Why is my ass wet? (May be slightly TMI)

I’ve had this “condition” for all of my adult life, and maybe longer. Oftentimes I’ll notice that the back of my pants are wet, and when I take them off, so are my undies, and if I’ve tucked in my shirt, the back of that as well. I’m assuming that this is just sweat, but why in the world would I sweat there? Even on days when I’m cool and collected, this happens.

Should I be putting antiperspirant there?

Please tell me I’m not the only one this happens to. :eek:

See [url=“http://www.handsdry.com/treatment-possible-side-ef.html”]Compensatory Hyperhidrosis

See Compensatory Hyperhidrosis

Just a thought, do you have vinyl seats in your car, or do you sit on similar plastic seating that could be making you sweat. If it smells like sweat it probably is sweat, so antipersparnat should do the trick.
I am not a Doctor. What sex are you tdn as that may have relivense to the problem.

By golly, that sounds about right. Normally it’s just my butt, but in warmer weather my scalp can sweat a lot too. At least it appears not to be too serious. And it seems it’s not because of something I did, but rather something my parents did.

Thanks for the link!

It happens if I’m nowhere near a car. I haven’t really noticed if it happens more in some seats/pants/weather than in others. And I’m a dude.

You’re not alone. Ever since I was 15 or so, after sitting down for a day of classes, the seat of my pants would be soaked. It was quite embarrassing, and I went to great lengths to hide it.

I’m 18 now, and it still hasn’t stopped, but fortunately I found a solution (you may not like this):

Menstrual Pads

I affix one to the center-bottom of my boxer-briefs everyday. Takes awhile to get used to, but my pants have always stayed bone dry.

Ehrm, Astro, I just want to be sure that I’m understanding what I read. That site is for people who are so bothered by excessively sweaty hands and armpits that they have a doctr surgically cut of clamp large bundles of nerves next to the spine with the likely unfortunate side effect of sweat pouring out their ass? :confused:

I’m not about to minimize whatever suffering people with hyperhidrosis go through, but doesn’t this seem awfully drastic?!? :eek:

I’m just providing the link of what seems to be a similar scenario. Q the M or one of the other board docs is the guy to ask about the physiological particulars. The only extraordinary sweats I’m familar with are the habanero sweats, and the meat sweats, and I know what causes those.

Well, shit. I just thought I was a sweaty fucker. Learn something new every day (now, if I could just forget about the vaginal tumors…).

Do you smoke?

I was listening to a radio doctor about excessive sweating. He said you get rid of water by sweating, breathing and peeing. Smoking hurts one of the paths and the others pick up the pace.

A friend of my moms has this problem.
Her doctor gave her some sort of cream that she rubs on her butt daily and it takes care of the problem.

Hmm, interesting. Yet another reason to quit.

Can’t offer anything new regarding the “why” portion of your question, unfortunately.
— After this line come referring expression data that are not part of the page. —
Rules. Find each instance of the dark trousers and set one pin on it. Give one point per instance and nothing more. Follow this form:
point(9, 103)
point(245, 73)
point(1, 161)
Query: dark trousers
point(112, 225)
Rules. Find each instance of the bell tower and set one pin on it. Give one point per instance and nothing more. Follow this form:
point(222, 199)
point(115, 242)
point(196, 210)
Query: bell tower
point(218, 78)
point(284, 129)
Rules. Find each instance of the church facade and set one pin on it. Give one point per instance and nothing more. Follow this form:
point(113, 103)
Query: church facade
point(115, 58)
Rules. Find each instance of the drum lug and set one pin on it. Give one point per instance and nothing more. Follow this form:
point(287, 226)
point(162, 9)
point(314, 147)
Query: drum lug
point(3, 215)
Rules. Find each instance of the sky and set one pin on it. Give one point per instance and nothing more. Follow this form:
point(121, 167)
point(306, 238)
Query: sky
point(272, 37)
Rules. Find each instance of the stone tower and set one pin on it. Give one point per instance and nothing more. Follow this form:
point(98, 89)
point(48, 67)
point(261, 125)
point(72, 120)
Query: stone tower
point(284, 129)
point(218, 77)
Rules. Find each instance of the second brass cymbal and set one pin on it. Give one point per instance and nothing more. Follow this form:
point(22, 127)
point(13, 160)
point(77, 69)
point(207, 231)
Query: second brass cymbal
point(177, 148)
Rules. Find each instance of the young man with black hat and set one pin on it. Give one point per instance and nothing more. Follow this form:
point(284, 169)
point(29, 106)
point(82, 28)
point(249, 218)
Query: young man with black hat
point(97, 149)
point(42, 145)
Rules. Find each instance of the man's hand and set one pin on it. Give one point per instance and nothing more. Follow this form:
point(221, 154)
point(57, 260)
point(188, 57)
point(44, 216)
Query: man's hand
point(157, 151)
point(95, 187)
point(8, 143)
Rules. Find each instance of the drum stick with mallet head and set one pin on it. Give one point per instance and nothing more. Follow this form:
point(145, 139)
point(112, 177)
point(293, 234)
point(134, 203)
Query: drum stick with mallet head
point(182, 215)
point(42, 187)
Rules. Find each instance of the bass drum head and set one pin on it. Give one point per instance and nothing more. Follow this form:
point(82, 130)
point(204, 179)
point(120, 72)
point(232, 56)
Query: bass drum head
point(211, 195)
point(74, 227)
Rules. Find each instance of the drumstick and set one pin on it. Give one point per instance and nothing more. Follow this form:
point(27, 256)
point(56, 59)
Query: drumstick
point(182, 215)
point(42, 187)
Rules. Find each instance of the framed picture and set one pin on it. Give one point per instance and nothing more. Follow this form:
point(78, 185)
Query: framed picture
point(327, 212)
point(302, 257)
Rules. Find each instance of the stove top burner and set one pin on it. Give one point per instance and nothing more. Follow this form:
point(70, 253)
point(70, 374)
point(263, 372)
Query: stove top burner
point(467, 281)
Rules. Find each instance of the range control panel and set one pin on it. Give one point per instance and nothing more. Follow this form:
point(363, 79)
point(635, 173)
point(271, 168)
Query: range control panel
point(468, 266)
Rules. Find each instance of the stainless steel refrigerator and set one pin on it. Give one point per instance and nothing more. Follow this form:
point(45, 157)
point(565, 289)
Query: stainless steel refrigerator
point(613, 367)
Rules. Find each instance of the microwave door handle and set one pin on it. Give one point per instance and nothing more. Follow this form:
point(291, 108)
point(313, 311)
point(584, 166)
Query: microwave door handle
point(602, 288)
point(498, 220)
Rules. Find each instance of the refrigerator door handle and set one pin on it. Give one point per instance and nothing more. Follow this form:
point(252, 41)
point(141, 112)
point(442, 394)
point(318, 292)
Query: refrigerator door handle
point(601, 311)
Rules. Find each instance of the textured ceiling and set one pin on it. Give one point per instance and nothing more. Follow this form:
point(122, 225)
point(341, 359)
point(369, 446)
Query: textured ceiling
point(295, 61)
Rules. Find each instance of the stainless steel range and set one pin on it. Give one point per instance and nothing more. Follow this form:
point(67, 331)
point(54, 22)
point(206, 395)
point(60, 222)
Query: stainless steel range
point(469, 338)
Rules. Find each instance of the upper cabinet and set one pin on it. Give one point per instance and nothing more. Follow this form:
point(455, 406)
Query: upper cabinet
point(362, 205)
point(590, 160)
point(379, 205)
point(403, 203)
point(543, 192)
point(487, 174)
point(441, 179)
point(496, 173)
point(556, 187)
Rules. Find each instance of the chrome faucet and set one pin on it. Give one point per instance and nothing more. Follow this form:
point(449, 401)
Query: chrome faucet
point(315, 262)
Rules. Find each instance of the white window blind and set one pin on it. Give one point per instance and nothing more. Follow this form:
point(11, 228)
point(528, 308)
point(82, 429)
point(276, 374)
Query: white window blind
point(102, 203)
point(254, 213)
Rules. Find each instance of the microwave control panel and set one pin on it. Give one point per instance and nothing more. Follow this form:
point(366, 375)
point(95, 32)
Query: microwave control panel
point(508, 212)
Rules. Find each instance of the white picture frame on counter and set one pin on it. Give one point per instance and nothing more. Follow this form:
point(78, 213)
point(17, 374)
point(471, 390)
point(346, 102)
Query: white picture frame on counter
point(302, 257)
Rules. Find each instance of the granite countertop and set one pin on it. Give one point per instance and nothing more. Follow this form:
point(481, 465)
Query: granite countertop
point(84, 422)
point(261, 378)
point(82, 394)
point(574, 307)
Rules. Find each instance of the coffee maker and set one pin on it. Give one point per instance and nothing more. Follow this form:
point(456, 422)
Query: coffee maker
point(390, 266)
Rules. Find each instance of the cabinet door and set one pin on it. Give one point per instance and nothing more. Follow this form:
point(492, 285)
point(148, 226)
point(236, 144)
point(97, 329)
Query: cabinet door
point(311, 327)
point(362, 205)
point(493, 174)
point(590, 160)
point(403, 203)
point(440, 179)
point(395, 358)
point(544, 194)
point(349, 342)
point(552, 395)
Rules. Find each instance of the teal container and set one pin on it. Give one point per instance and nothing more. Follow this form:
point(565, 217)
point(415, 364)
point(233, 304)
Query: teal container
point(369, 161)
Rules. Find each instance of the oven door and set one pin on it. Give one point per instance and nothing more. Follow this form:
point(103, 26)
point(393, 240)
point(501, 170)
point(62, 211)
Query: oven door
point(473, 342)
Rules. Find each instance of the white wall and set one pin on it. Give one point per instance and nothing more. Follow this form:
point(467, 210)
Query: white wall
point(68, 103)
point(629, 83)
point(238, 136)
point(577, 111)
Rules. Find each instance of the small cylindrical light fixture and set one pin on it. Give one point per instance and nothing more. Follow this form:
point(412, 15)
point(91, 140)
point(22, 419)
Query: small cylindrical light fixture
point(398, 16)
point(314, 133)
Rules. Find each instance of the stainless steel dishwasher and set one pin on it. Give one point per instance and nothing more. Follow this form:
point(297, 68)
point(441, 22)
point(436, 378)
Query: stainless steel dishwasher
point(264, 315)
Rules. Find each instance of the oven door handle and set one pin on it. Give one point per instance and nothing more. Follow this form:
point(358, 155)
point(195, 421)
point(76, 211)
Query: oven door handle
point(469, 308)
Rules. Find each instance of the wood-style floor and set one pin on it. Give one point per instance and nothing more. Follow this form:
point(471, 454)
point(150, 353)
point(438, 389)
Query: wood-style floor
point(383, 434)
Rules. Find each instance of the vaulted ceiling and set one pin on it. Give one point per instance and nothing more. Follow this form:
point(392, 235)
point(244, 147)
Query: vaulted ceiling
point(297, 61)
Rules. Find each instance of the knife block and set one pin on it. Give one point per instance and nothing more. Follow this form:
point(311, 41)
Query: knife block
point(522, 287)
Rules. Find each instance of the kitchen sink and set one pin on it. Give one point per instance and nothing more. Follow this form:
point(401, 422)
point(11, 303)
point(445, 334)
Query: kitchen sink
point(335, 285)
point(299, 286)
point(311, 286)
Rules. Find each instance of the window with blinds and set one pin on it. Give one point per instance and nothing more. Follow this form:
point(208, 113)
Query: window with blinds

However, my husband just ran across an ad for this product in a motorcycling magazine. The product is called “Anti Monkey Butt” powder and was designed by motorcyclists to address just the problem you mention. The website is at, not surprisingly, www.antimonkeybutt.com. Sorry, I wasn’t sure how to post a hyperlink.

He laughed as he read the ad to me and I immediately thought of your question. I suspect my husband will look for this product as well. The AMB website has a list of online retailers.

You have to wonder…with a product going by that name do they ever intend to sell to people not in a motorcycle gang?